Your stockholders, creditors, or private investors have different levels of risk tolerance, so we provide three levels of reporting to meet your needs.
Review - Limited Assurance
Less extensive than an audit, but more involved than a compilation, a review engagement consists primarily of analytical procedures we apply to the financial statements, and various inquiries we make of your company's management team. If the financial statements or supporting information appear inconsistent or otherwise questionable, we may need to perform additional procedures.
A review doesn't require us to study and evaluate your company's internal controls or verify data with third parties or physically inspect assets. Rather, a review report expresses limited assurance in the form of the statement: "We are not aware of any material modifications" for the financial statements to be in conformity with the Generally Accepted Accounting Principles (GAAP). Reviewed financial statements must include all required footnotes and other disclosures.
Why might a business request a review engagement? It can be a good middle ground, providing the advantages of a CPA's technical expertise without the work and expense of an audit.

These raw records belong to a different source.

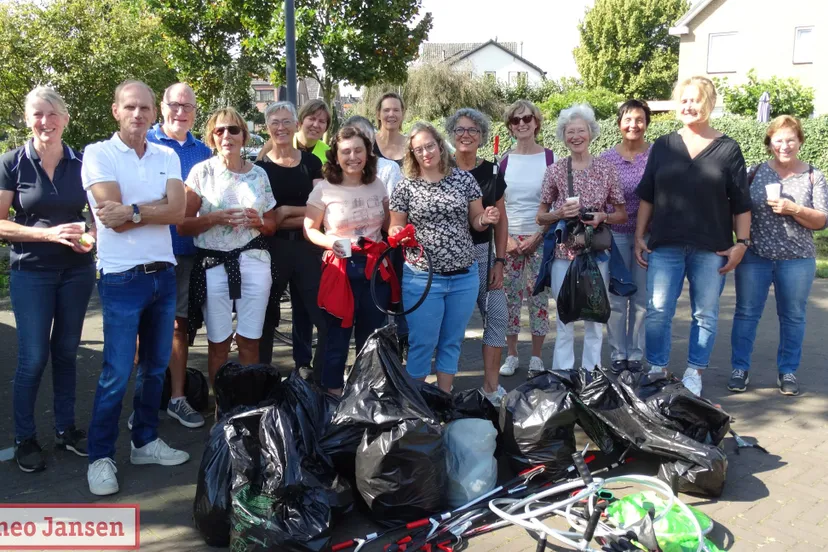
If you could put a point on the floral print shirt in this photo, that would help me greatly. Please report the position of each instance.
(220, 189)
(629, 175)
(780, 237)
(597, 186)
(440, 214)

In compiling financial statements for a client, we present information that is the "representation of management" and expresses no opinion or assurance on the statements. Compilations don't require inquiries of management or analytical procedures. Instead, we rely on our knowledge of accounting principles and a general understanding of your business.
Banks often require compilations from an independent CPA as part of their lending covenants.
The financial statement preparation service is primarily intended for your own use to have current information on the financial standing of your business and to make decisions accordingly. In essence this service is no different from what an in-house controller or CFO would provide to management in a larger company.
You can share your financial statements with outside parties but on each page, we will include a notice that “no assurance is provided” on the financial statements.
Because we will prepare your financial statements directly from the bookkeeping records, we will not verify the accuracy or completeness of the information, and we are not required to issue a formal report on the financial statements.
For more information on the differences, the AICPA provides a brochure titled: A Guide to Financial Statement Services.
Which Report Should You Use?
Each type of financial statement report may suit specific circumstances, depending on requirements from your client's bank or other parties, as well as meet budgetary needs.